AzureLIT

An OpenAI-compatible LLM gateway powered by LiteLLM, running on Azure Container Apps. Unifies Azure AI Foundry model deployments behind a single, standardized API.

Overview

AzureLIT provides a lightweight, cost-conscious HTTPS gateway that exposes Azure AI Foundry models through an OpenAI-compatible interface.

Features

OpenAI-Compatible API: Drop-in replacement for OpenAI SDK clients
Multi-Model Support: Declarative var.models map — add a model with one Terraform map entry
Authentication: Custom auth handler validates distributed client API keys and the master key
Usage Tracking: Per-key analytics with Azure Log Analytics — track tokens, cache usage, cost, and failures
Infrastructure as Code: Fully automated deployment via Terraform
Observability: Azure Monitor integration with metadata-only logging (no prompt/response content)
Hardened Deployment: Pinned LiteLLM image, HTTPS-only ingress, disabled UI/key routes, and constrained scale settings
Prompt Caching: Automatic cost reduction for Azure OpenAI models with 1024+ token prompts

Quick Start

Prerequisites

Azure subscription
Terraform >= 1.0
Azure CLI (for authentication)
direnv (recommended for secret injection)

Configuration

Copy the example environment file and configure your secrets:

cd infra
cp example.env .env

Edit .env with your values:

# Required - Your Azure subscription ID
TF_VAR_subscription_id=your-subscription-id

# Required - Master key for admin/operator access (must start with 'sk-')
TF_VAR_litellm_master_key=sk-your-secure-master-key

# Required - Comma-separated client API keys distributed to consumers
TF_VAR_api_keys=sk-clientA,sk-clientB

# Optional - Override defaults
TF_VAR_location=germanywestcentral
TF_VAR_resource_group_name=AzureLIT-POC
TF_VAR_scale_cooldown_seconds=900

Load the env vars (with direnv: direnv allow; without:)

export $(grep -v '^#' .env | grep -v '^$' | xargs)

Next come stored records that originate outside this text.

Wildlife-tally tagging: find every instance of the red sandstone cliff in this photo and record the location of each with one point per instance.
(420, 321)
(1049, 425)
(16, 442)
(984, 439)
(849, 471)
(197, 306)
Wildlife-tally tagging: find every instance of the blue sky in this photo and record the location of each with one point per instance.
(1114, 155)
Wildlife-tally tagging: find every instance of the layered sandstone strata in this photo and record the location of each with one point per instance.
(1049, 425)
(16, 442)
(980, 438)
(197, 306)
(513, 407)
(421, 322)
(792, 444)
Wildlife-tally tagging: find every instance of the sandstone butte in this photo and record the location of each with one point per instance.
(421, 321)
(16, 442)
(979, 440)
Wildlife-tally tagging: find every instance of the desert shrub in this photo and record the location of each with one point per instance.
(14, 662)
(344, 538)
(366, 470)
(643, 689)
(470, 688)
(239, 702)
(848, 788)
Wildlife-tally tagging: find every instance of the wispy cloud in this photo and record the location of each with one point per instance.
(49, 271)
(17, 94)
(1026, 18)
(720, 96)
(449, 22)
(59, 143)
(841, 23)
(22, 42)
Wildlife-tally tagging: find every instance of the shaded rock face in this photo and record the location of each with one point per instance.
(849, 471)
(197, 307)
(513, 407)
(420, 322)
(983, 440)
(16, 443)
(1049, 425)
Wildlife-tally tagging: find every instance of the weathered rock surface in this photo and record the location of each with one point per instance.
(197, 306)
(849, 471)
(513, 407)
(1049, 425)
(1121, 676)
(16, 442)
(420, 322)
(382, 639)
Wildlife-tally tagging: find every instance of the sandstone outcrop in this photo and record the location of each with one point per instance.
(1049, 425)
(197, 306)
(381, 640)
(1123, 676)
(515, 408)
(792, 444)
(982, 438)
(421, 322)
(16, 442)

(Development Only) Install pre-commit hooks to ensure local commits pass CI formatting checks:

pip install pre-commit
pre-commit install

Deploy

cd infra
terraform init
terraform plan -out=tfplan
terraform apply tfplan

After deployment, Terraform outputs the container app URL:

container_app_fqdn = "litellm-proxy.<env>.<region>.azurecontainerapps.io"
container_app_url  = "https://litellm-proxy.<env>.<region>.azurecontainerapps.io"

Test the Deployment

# Set your deployed URL and a client API key
ENDPOINT="https://<your-container-app-fqdn>"
API_KEY="sk-clientA"

# List available models
curl -sS \
  -H "Authorization: Bearer $API_KEY" \
  "$ENDPOINT/v1/models"

# Replace model names below with models you actually deployed.

# Test chat completion
curl -sS \
  -H "Authorization: Bearer $API_KEY" \
  -H "Content-Type: application/json" \
  -d '{
    "model": "gpt-4.1",
    "messages": [{"role": "user", "content": "Hello!"}],
    "stream": false
  }' \
  "$ENDPOINT/v1/chat/completions"

# Test with streaming
curl -sS \
  -H "Authorization: Bearer $API_KEY" \
  -H "Content-Type: application/json" \
  -d '{
    "model": "grok-4-20-reasoning",
    "messages": [{"role": "user", "content": "Count to 5"}],
    "stream": true
  }' \
  "$ENDPOINT/v1/chat/completions"

Inspect Deployable Models (Azure CLI Helper)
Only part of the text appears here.